教程 > 使用 SQLite 和 Python 进行数据分析

使用 SQLite 和 Python 进行数据分析

在 PyCon 2023 上展示的关于 SQLite、Python、sqlite-utils 和 Datasette 的 2 小时 45 分钟视频教程。

您需要什么
- python3 和 pip
- 可选：GitHub Codespaces
sqlite-utils
- 使用命令行工具清理数据
使用 Datasette 探索数据
将 sqlite-utils 作为 Python 库使用，导入所有 PEP
启用全文搜索
将数据库发布到 Vercel
- 其他发布选项
Datasette Lite
进阶 SQL
JSON
- 窗口函数
烘焙数据
- 小众博物馆和 TILs
- 使用 Observable notebook 生成新闻通讯
更多演示和进一步阅读
- 有趣的演示
- SpatiaLite

您需要什么

python3 和 pip

本教程的第一部分，您需要一个可用的 Python 3 解释器，其中包含 sqlite3 标准库模块。

您可以在自己的计算机上运行它，或者使用基于浏览器的环境。

https://pyodide.org/en/stable/console.html 可用于纯粹基于浏览器的 (WebAssembly) 环境。

对于第二部分，您还需要能够使用 pip install 安装 Python 包。

在您自己的笔记本电脑上使用 Python 3（也许在一个新的虚拟环境中）是一个不错的选择。
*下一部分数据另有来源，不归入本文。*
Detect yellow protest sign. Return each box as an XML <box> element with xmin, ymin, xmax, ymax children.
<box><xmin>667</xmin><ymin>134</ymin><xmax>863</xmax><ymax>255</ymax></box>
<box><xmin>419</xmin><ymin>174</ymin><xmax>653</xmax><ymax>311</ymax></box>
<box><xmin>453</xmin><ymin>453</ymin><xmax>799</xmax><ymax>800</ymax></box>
您也可以使用 GitHub Codespaces 或 Google Colab 或 Jupyter Hub 或您选择的在线 notebook 解决方案。

可选：GitHub Codespaces

我将使用 GitHub Codespaces 来完成本教程，具体使用 https://github.com/github/codespaces-jupyter

Animated demo of Codespaces Jupyter

sqlite-utils

sqlite-utils 提供“用于操作 SQLite 数据库的 CLI 工具和 Python 实用函数”。

您可以像安装 Datasette 一样安装它

pip install sqlite-utils

或者使用 pipx

pipx install sqlite-utils

或者使用 Homebrew

brew install sqlite-utils

它既可以作为 CLI 工具使用，也可以作为 Python 库使用。

使用命令行工具清理数据

接下来我们将按照此教程进行操作：使用 sqlite-utils 和 Datasette 清理数据

使用 Datasette 探索数据

Datasette 是一个“用于探索和发布数据的开源多功能工具”。

在本地安装 Datasette

pip install datasette

或者如果您喜欢使用 pipx

pipx install datasette

或者使用 Homebrew (在 macOS 上)

brew install datasette

更多安装选项.

在 Codespaces 中，您还应该安装 datasette-codespaces 插件

datasette install datasette-codespaces

尝试一个数据库：legislators.db

wget https://congress-legislators.datasettes.com/legislators.db

这是一个包含美国议员、总统和副总统的数据库。

您可以在线探索它：https://congress-legislators.datasettes.com/legislators

像这样在 Datasette 中打开它

datasette legislators.db

我们将按照此教程探索 Datasette 的功能：使用 Datasette 探索数据库

安装一些插件

Datasette 有一百多个插件：https://datasette.com.cn/plugins

您可以使用 pip install 安装它们，但最好使用 datasette install，因为这样可以确保它们安装到正确的虚拟环境中，特别是当您使用 pipx 或 Homebrew 安装 Datasette 本身时，这非常有用。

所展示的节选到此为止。